- The Washington Times - Wednesday, December 4, 2002

An Alexandria prosecutor yesterday said he is "guardedly optimistic" of taking to trial a mentally disturbed man accused of stabbing an 8-year-old boy to death more than 2 years ago.
But Alexandria Commonwealth's Attorney S. Randolph Sengel acknowledged he is racing against time in prosecuting Gregory D. Murphy, a diagnosed paranoid schizophrenic charged with capital murder in the April 2000 death of Kevin Shifflett.
"I'm not ready to give up on the case because I think there is still a prospect that he could be competent to stand trial at some point in the future," Mr. Sengel said.
The prosecutor said he is working with several members of the Virginia House of Delegates to propose legislation that would lengthen the amount of time the state can hold mentally incompetent suspects in criminal cases before the cases are automatically dismissed.
Currently, Virginia law allows mentally incompetent suspects in criminal cases to be committed to mental institutions for five years before their cases are dismissed. Murphy, 30, has been held and examined at Central State Hospital in Petersburg for the past 2 years.
"My feeling is guardedly optimistic [of prosecuting Murphy]," Mr. Sengel said.
Yesterday, Murphy told an an Alexandria court that he is competent to stand trial. "I've been taking my medications 100 percent," he said in court. "I'll do anything to be found competent."
But doctors who have examined him disagreed, and a judge sent Murphy back to Central State Hospital.
"[The doctors] assessment of Murphy's condition is pretty accurate at this point," Mr. Sengel said.
Murphy is accused of stabbing Kevin 18 times as the boy played in his great-grandparents' front yard. Kevin's great-grandmother and a passer-by who tried to help the boy also were injured in the unprovoked knife attack.

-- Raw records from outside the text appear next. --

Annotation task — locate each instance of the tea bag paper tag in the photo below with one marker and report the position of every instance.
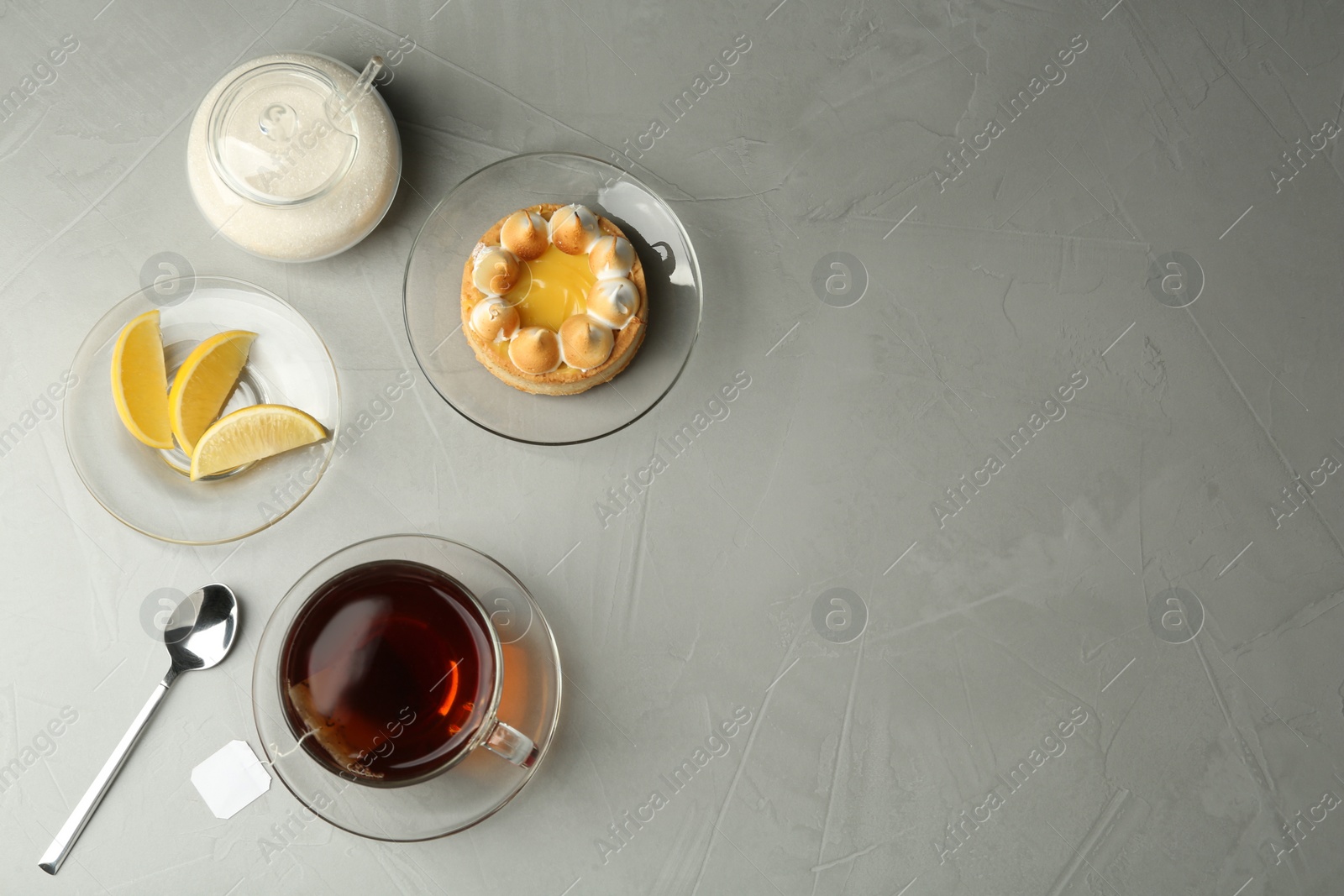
(230, 778)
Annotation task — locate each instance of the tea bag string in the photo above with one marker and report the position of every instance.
(284, 754)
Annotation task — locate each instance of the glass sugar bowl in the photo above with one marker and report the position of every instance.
(295, 156)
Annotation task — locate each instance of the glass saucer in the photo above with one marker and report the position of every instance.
(481, 783)
(433, 297)
(148, 490)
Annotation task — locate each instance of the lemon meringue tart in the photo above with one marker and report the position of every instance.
(554, 300)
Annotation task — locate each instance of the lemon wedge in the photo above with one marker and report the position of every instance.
(140, 383)
(252, 432)
(203, 385)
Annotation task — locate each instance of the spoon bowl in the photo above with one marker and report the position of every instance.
(201, 629)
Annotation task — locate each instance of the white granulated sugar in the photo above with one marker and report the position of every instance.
(328, 223)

When the court first ruled that Murphy was incompetent to stand trial, Mr. Sengel filed a motion to have him involuntarily medicated with the goal of making him competent over time. Doctors yesterday noted "some areas of improvement" in Murphy's condition.
In October 2001, Murphy's attorneys filed a petition with the U.S. Supreme Court, arguing that a state judge had violated Murphy's constitutional rights by ordering him to be forcibly medicated. The court refused to hear the appeal in January.
Prosecutors hope to win a death sentence for Murphy.
Murphy's next court appearance will be in six months at the next state-mandated review of his mental condition.